Vor einem Jahr ist Patricia Schlesinger als Intendantin des öffentlich-rechtlichen RBB zurückgetreten. Seitdem habe sich beim RBB und den anderen öffentlich-rechtlichen Sendern einiges getan – aber viel weniger als möglich war, meint Christoph Sterz.

Ein Kommentar von Christoph Sterz |
Satellitenschüsseln, eine davon mit ARD-Logo, befinden sich auf dem Gebäude der Zentrale des Hessischen Rundfunks (hr) am Dornbusch. Der hr ist Teil der ARD und die öffentlich-rechtliche Landesrundfunkanstalt in und für Hessen.
Die ARD muss sich weiter unangenehme Fragen stellen, kommentiert Christoph Sterz (picture alliance / dpa / Boris Roessler)
Was war das Gejammer und Geklage groß vor einem Jahr, rund um RBB-Intendantin Patricia Schlesinger: Es könne nicht sein, dass die Chefin einer öffentlich-rechtlichen Rundfunkanstalt mutmaßlich Rundfunkbeitrags-Gelder veruntreut und verprasst habe - und gemeinsame Sache mit dem Mann gemacht habe, der ihr als Verwaltungsrats-Chef eigentlich kritisch auf die Finger schauen sollte.
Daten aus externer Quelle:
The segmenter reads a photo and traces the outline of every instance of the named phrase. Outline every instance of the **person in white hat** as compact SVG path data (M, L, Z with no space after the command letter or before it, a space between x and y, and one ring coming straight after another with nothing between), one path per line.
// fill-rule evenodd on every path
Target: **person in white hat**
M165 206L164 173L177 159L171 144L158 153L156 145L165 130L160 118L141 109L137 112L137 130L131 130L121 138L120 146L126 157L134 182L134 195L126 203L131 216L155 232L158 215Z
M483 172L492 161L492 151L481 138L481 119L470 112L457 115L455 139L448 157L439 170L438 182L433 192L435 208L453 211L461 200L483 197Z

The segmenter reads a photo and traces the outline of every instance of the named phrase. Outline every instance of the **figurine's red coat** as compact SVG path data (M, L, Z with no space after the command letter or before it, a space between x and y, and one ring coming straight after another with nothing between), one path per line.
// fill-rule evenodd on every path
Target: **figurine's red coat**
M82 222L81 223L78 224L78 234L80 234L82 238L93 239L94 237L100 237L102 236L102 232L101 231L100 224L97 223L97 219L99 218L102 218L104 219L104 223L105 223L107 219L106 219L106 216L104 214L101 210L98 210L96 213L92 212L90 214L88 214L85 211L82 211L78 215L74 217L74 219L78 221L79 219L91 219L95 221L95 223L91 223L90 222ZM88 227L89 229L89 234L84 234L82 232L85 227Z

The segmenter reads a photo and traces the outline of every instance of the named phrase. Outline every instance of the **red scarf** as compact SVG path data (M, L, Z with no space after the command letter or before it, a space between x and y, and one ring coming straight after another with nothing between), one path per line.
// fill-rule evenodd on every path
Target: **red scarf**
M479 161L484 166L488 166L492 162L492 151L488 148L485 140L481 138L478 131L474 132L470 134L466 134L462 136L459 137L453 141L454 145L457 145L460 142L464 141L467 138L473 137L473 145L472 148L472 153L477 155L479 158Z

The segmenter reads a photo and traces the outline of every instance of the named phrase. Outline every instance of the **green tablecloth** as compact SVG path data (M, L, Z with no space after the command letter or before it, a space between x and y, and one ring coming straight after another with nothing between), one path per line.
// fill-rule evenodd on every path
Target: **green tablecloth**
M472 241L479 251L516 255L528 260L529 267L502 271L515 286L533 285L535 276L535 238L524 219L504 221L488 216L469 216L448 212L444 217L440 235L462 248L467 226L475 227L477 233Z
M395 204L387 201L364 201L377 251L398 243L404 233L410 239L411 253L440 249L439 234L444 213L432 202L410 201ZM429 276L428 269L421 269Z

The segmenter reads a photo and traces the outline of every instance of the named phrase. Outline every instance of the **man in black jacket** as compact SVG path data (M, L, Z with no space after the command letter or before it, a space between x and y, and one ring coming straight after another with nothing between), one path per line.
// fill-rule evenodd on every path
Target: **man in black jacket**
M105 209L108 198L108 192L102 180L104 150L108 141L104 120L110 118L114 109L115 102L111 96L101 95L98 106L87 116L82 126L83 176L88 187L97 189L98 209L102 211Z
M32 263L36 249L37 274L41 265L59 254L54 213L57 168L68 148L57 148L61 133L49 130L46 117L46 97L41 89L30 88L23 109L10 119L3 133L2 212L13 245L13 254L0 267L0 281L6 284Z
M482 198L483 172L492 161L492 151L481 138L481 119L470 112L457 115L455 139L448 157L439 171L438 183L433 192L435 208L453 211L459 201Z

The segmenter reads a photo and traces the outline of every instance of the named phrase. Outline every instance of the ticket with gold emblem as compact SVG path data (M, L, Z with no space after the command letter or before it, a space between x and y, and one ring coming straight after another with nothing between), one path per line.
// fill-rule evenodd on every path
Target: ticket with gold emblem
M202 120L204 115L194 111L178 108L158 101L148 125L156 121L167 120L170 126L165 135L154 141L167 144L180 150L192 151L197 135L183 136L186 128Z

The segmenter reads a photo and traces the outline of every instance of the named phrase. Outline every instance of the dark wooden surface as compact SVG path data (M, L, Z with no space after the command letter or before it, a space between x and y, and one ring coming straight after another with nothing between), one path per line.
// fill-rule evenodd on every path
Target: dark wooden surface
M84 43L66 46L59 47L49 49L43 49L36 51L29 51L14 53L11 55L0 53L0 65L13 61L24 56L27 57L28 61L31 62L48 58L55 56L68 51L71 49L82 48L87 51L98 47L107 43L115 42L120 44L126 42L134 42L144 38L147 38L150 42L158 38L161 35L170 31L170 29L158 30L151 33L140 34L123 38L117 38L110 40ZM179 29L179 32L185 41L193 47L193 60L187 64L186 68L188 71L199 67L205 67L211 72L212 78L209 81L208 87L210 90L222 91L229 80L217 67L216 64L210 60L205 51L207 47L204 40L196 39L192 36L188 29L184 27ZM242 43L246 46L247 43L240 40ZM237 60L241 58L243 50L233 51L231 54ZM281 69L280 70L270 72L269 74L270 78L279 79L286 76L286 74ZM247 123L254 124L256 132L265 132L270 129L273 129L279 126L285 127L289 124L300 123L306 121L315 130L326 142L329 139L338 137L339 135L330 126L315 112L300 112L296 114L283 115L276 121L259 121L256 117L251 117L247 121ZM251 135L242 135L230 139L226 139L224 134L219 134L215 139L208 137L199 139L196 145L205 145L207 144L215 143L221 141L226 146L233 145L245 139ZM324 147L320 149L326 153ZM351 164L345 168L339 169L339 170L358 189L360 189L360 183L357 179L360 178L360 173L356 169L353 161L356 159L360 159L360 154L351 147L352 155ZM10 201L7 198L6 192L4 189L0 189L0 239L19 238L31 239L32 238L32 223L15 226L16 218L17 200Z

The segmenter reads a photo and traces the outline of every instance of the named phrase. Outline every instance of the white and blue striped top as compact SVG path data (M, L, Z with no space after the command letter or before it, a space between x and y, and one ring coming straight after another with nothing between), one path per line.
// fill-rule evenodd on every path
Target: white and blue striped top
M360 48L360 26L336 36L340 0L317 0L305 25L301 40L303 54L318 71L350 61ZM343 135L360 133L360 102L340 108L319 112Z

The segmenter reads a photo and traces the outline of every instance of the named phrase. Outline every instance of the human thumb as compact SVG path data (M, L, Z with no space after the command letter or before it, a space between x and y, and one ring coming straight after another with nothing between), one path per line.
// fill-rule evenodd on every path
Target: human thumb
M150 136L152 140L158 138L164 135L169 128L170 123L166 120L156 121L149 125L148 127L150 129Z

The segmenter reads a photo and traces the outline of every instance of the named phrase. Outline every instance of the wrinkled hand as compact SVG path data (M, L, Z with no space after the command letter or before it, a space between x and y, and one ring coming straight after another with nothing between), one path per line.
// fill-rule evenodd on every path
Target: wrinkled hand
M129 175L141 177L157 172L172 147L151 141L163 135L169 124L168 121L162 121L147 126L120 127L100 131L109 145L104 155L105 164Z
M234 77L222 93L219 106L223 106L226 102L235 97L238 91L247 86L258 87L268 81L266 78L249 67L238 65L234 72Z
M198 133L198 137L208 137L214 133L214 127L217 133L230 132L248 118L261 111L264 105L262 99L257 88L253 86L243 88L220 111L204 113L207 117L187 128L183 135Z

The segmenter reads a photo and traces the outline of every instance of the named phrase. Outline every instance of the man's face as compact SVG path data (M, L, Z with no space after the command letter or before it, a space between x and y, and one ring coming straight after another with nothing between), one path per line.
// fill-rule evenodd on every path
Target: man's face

Vor einem Jahr sagten viele, dass es mehr Kontrolle braucht; wieder mehr Bewusstsein dafür, dass der öffentlich-rechtliche Rundfunk sparsam, seriös und vertrauenswürdig sein muss. Aber was hat sich denn seitdem wirklich tiefgreifend verändert?

Vorschläge zum Haare-Raufen

Ja, die ARD hat gemeinsame Compliance-Standards eingeführt; ja, ein paar Intendantinnen und Intendanten haben auf ein bisschen Gehalt verzichtet. Und die Medienpolitik schreibt jetzt vor, dass in den Aufsichtsgremien nun auch wirklich Expertise vorhanden sein muss.

Und sonst? Eine wirklich ernsthafte Reform hat es nicht gegeben. Leider.
Wie wäre es mit ehrlichen Antworten auf diese Fragen? Welche Radio- und Fernsehsender braucht es wirklich noch und welche nicht? Wie können die Aufsichtsgremien aufgestellt werden, dass sie ihrer Arbeit auch wirklich unabhängig, professionell und kritisch nachgehen können? Reicht ein einziges drittes Fernseh-Programm mit zeitweise regionaler Auseinander-Schaltung nicht? Ließe sich mit einer deutlich radikaleren Zusammenlegung von Verwaltung und dem Abbau von Hierarchien nicht sehr viel Geld sparen? Wäre es wirklich so schlimm, bei einer Fußball-WM nur noch das Finale zu übertragen und austauschbare Unterhaltungssendungen einzusparen?

Stattdessen machen die Senderchefs und -chefinnen Vorschläge zum Haare-Raufen; kürzen lieber bei Kultur- und Infosendern und kündigen ansonsten eine Prüfung an, bei der sie prüfen wollen, ob weitere Prüfungen lohnen.

Den Schuss noch immer nicht gehört

Und auch die für Rundfunkpolitik zuständigen 16 Landesregierungen können sich seit Jahren auf keine weitreichende Reform verständigen. Obwohl sie entscheiden könnten, was ARD, ZDF und Deutschlandradio in Zukunft weglassen sollen, verkleinern sie den Auftrag nicht – und betonen auch, dass die Sender in ihren eigenen Bundesländern unbedingt so groß bleiben müssen wie bisher; fordern aber trotzdem, dass die Sender insgesamt viel Geld sparen sollen – und schwingen zum Teil populistisch die Rundfunkbeitrags-Keule.
Das ist deshalb so traurig, weil es auch jetzt schon gute Beispiele für tolles Programm, gute Führung und solides Wirtschaften gibt; zum Beispiel die inzwischen deutlich verbesserte ARD-Mediathek, das sehr publikumszentrierte junge Angebot Funk oder die beginnende Zurückhaltung beim Einkauf von Sportrechten. Denn mit den über acht Milliarden Euro Beitragsgeldern pro Jahr lässt sich wirklich sehr viel stemmen.
Und die fehlende Konsequenz ist auch deshalb bedauerlich, weil der Schlesinger-Skandal einen großen Image-Schaden hinterlassen hat, der auch wegen des Erstarkens der AfD in Umfragen für die Öffentlich-Rechtlichen noch einmal zur echten Existenzbedrohung werden könnte. Doch ganz offensichtlich haben Sender-Hierarchen und Medienpolitik den Schuss immer noch nicht gehört – auch nicht ein Jahr nach Schlesingers Rücktritt.